Nxnxn Rubik 39scube Algorithm Github Python Verified Jun 2026

In this essay, we presented a Python algorithm for solving the nxnxn Rubik's Cube. The algorithm uses a combination of iterative and recursive methods to find a solution. The code is available on GitHub and has been verified using a test suite of random cube configurations. This algorithm can be used to solve Rubik's Cubes of any size, making it a useful tool for puzzle enthusiasts and researchers alike.

Different solvers employ different strategies, each with its own trade-offs between speed, solution length, and optimality.

Thistlethwaite's algorithm is another classic method for solving the Rubik's Cube. It divides the solution into four stages, gradually reducing the number of moves allowed at each stage. While less common in modern speed-solving software, it offers an alternative, proven approach that some Python solvers implement alongside Kociemba's method.

An N×N×N cube consists of three types of movable parts:

import numpy as np class NxNxNCube: def __init__(self, n=3): self.n = n # Define the six faces: U, D, F, B, L, R # Colors represented by integers 0 through 5 self.faces = 'U': np.full((n, n), 0), 'D': np.full((n, n), 1), 'F': np.full((n, n), 2), 'B': np.full((n, n), 3), 'L': np.full((n, n), 4), 'R': np.full((n, n), 5) def rotate_face_clockwise(self, face): """Rotates an outer face 90 degrees clockwise.""" self.faces[face] = np.rot90(self.faces[face], -1) def move_layer(self, axis, layer_index, direction='CW'): """ Rotates a specific internal slice or external layer. layer_index ranges from 0 to N-1. """ # Complex slice rotation logic across adjacent faces goes here pass def is_solved(self): """Verifies if every face contains only one uniform color.""" for face in self.faces.values(): if not np.all(face == face[0, 0]): return False return True Use code with caution. 3. GitHub Ecosystem and Key Implementations nxnxn rubik 39scube algorithm github python verified

increases, the complexity of the puzzle grows exponentially.
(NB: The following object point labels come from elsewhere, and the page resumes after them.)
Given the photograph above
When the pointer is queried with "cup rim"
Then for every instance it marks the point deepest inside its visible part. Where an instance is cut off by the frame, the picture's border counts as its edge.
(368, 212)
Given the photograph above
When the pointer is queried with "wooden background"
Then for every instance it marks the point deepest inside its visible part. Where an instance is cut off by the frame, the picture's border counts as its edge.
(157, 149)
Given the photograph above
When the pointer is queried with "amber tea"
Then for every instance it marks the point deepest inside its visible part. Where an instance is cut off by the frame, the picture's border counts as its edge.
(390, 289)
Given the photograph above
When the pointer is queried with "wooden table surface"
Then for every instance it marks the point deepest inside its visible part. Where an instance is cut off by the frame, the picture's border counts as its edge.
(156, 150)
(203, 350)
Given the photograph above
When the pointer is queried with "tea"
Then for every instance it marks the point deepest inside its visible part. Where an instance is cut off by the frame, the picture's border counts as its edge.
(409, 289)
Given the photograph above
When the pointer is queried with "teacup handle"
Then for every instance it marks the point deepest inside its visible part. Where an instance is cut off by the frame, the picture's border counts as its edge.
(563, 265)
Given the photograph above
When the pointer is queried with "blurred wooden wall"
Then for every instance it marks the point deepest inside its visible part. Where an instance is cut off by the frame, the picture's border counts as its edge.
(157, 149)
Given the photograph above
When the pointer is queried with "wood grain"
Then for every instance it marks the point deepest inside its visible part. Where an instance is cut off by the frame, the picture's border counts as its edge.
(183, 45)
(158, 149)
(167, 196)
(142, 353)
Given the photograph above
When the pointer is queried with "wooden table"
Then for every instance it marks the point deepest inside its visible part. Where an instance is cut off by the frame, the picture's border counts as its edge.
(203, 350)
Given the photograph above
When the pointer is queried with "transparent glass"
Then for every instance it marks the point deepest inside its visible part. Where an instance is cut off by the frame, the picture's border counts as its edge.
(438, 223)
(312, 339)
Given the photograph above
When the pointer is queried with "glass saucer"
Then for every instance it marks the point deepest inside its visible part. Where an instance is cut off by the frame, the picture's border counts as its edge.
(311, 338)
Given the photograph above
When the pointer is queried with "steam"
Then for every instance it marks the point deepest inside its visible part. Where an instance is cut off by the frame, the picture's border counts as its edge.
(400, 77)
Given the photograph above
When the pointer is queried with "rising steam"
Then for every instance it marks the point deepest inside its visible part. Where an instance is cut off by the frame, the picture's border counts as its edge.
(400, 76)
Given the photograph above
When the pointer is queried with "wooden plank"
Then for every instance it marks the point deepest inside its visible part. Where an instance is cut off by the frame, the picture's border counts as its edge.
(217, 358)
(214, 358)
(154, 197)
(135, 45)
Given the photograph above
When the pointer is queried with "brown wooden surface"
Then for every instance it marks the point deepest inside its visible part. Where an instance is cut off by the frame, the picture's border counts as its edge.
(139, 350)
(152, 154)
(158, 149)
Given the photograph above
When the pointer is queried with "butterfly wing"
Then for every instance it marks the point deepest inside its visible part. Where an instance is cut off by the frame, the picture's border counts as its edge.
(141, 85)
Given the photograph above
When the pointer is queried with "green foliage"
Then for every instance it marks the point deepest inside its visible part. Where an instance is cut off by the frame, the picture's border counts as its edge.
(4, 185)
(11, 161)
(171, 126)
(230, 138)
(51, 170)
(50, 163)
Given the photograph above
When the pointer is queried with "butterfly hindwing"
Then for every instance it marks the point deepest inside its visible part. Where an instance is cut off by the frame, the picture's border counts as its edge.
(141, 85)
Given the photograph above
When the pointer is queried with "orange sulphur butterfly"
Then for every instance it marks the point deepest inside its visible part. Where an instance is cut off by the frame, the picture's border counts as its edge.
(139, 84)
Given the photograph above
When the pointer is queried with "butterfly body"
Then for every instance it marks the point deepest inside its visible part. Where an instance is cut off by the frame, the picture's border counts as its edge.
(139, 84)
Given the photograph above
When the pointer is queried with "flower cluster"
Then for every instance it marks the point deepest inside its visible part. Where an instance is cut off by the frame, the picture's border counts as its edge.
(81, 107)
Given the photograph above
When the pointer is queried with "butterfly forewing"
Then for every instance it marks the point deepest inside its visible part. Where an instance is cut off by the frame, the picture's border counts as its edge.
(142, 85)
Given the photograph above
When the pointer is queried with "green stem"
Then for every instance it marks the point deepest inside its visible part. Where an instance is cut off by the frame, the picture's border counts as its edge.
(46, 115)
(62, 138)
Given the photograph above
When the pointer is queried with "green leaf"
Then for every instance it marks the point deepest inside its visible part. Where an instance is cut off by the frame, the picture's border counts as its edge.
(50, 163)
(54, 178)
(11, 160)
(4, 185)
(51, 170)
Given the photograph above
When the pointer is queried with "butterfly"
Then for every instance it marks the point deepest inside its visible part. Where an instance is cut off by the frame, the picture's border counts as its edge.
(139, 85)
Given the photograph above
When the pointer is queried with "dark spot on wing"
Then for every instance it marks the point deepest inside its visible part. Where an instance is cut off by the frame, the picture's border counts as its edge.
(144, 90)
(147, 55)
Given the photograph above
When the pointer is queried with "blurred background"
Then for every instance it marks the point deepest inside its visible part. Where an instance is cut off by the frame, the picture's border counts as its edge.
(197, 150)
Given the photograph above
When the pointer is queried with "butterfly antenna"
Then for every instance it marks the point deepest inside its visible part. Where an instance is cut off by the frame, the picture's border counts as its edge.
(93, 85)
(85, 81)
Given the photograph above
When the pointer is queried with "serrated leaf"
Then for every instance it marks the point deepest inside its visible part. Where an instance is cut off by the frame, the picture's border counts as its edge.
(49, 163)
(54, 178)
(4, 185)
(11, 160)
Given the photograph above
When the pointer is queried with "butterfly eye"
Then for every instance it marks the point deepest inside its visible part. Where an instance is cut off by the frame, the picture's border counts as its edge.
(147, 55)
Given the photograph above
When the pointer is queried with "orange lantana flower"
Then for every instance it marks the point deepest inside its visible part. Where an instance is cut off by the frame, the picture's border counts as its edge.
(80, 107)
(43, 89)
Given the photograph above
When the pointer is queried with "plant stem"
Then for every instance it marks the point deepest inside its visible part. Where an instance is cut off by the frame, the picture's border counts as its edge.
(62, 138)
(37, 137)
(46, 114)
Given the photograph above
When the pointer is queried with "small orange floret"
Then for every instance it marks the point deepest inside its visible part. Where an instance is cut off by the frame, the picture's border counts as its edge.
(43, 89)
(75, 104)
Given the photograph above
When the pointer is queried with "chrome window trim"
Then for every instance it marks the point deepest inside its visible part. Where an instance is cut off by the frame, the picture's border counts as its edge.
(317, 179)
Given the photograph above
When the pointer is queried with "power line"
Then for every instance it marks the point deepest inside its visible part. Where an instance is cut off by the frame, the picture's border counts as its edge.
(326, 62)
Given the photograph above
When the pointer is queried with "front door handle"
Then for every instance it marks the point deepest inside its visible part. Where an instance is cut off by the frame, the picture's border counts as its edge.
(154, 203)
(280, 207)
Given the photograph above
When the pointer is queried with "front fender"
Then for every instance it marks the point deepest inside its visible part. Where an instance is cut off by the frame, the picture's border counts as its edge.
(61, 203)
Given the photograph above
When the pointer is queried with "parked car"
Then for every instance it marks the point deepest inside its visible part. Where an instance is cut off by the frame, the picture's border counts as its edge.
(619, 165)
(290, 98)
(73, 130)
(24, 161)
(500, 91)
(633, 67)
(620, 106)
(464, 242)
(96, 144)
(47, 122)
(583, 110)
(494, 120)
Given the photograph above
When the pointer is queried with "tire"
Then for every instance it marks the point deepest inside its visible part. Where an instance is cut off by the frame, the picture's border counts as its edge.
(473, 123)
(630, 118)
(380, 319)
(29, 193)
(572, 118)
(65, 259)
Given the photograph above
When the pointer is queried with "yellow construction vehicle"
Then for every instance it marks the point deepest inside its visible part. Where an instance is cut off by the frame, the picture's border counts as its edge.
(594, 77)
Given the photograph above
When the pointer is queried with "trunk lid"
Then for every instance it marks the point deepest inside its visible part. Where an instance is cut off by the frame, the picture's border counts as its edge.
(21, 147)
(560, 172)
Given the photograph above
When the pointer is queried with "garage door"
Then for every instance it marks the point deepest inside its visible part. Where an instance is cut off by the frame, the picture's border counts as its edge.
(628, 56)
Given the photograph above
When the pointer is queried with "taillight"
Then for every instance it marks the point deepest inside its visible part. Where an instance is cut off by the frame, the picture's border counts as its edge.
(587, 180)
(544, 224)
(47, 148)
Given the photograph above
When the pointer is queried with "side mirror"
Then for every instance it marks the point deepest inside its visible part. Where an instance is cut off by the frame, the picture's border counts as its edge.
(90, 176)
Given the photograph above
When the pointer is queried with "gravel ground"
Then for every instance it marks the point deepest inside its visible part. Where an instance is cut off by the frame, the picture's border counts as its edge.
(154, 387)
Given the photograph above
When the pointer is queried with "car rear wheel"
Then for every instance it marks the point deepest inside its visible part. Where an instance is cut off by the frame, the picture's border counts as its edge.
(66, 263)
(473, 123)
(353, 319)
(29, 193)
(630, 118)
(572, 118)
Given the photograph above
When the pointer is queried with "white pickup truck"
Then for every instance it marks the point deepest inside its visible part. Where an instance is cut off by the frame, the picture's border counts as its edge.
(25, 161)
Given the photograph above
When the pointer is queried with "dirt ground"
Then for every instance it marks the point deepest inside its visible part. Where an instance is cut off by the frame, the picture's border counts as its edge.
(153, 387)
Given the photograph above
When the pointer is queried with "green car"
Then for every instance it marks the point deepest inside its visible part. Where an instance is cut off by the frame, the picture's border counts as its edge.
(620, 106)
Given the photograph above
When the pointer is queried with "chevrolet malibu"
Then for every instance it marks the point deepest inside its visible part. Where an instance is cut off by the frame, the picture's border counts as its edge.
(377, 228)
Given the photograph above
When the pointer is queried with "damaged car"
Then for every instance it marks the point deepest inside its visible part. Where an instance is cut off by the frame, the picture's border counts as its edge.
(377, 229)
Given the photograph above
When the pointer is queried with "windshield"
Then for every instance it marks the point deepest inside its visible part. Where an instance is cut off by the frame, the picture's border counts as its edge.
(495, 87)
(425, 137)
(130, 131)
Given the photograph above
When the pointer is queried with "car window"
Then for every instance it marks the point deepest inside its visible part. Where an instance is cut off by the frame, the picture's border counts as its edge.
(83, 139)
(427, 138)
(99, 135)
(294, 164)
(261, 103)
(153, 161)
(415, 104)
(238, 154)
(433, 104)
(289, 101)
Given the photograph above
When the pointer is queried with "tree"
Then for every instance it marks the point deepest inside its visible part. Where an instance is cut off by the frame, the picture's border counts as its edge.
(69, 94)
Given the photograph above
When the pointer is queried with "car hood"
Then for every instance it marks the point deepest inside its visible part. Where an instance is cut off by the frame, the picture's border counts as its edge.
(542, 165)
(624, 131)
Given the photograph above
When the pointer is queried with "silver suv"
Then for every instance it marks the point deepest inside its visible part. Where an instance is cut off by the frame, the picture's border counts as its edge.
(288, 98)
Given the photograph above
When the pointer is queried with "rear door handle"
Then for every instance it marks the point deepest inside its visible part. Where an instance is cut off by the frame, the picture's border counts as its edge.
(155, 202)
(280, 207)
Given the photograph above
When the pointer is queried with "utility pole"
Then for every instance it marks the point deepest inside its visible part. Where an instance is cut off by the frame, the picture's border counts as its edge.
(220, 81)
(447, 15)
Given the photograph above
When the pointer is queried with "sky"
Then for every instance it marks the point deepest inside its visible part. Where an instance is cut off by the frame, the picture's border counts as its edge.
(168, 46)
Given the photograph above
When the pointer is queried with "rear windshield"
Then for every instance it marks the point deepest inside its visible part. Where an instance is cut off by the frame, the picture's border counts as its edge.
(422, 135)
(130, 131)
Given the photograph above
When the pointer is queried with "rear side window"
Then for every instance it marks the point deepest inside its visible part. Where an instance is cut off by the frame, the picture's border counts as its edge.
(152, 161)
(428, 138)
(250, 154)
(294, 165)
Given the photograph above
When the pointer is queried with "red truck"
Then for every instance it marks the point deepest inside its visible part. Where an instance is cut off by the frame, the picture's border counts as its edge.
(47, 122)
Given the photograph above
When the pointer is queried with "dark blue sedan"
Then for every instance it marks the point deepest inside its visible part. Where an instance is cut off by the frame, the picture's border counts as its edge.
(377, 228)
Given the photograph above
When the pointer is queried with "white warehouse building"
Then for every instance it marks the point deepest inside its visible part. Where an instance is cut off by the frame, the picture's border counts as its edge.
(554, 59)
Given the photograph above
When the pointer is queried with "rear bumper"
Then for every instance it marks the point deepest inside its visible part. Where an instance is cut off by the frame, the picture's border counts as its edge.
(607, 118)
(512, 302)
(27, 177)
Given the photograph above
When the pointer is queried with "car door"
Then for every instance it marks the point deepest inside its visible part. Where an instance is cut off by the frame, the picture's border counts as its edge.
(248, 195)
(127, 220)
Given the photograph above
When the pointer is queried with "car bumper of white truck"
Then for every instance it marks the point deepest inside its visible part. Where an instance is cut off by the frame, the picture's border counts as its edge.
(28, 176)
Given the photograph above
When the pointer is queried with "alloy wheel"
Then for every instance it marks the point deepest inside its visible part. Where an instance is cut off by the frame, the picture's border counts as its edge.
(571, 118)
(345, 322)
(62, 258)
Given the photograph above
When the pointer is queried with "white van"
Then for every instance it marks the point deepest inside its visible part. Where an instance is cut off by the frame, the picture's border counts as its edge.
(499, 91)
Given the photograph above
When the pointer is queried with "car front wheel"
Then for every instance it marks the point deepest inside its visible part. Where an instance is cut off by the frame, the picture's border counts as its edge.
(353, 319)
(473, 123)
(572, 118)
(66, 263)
Standard 3x3x3 solvers rely on lookup tables or Kociemba's two-phase algorithm. These methods fail on NxNxN cubes due to memory limitations.

Do you need code for a (like 4x4 or 5x5)?

The most recognized repository for solving cubes of any size (tested up to 17x17x17) is maintained by . This project is frequently cited in the cubing community for its stability and effectiveness. Repository : dwalton76/rubiks-cube-NxNxN-solver Key Features :

The most popular method for solving cubes larger than 3×3×3 is reduction. The approach is to systematically reduce the larger puzzle down to a 3×3×3 state: In this essay, we presented a Python algorithm

I can provide the exact code block or repository setup instructions for your goal. Share public link

The solver tracks state using a single flattened string representing the faces in a specific sequence: p, R ight, F ront, D own, L eft, B ack (URFDLB). Every index position maps to a precise color array on the puzzle.

Valid solvers should produce solutions within known average move lengths for each cube size. For 4×4×4, a good solver averages around 65 moves. For 5×5×5, 119 moves. For 6×6×6, 214 moves. For 7×7×7, 304 moves. Running your solver across many scrambles and comparing its average move count to these benchmarks is a strong verification tool.

Before writing Python code, you must understand how an NxNxN cube scales mathematically. Core Components This algorithm can be used to solve Rubik's

The Python implementation of the algorithm uses the following libraries:

Herbert Kociemba's two-phase algorithm is the most influential solution for the 3×3×3 cube, and its principles are foundational for larger solvers. It works by dividing the cube's state into two distinct phases to find short solutions. This algorithm is so effective that it is also used in solvers for larger cubes after they have been reduced to a 3×3×3 state.

Projects with GitHub Actions that run test suites validating move strings against physical cube physics.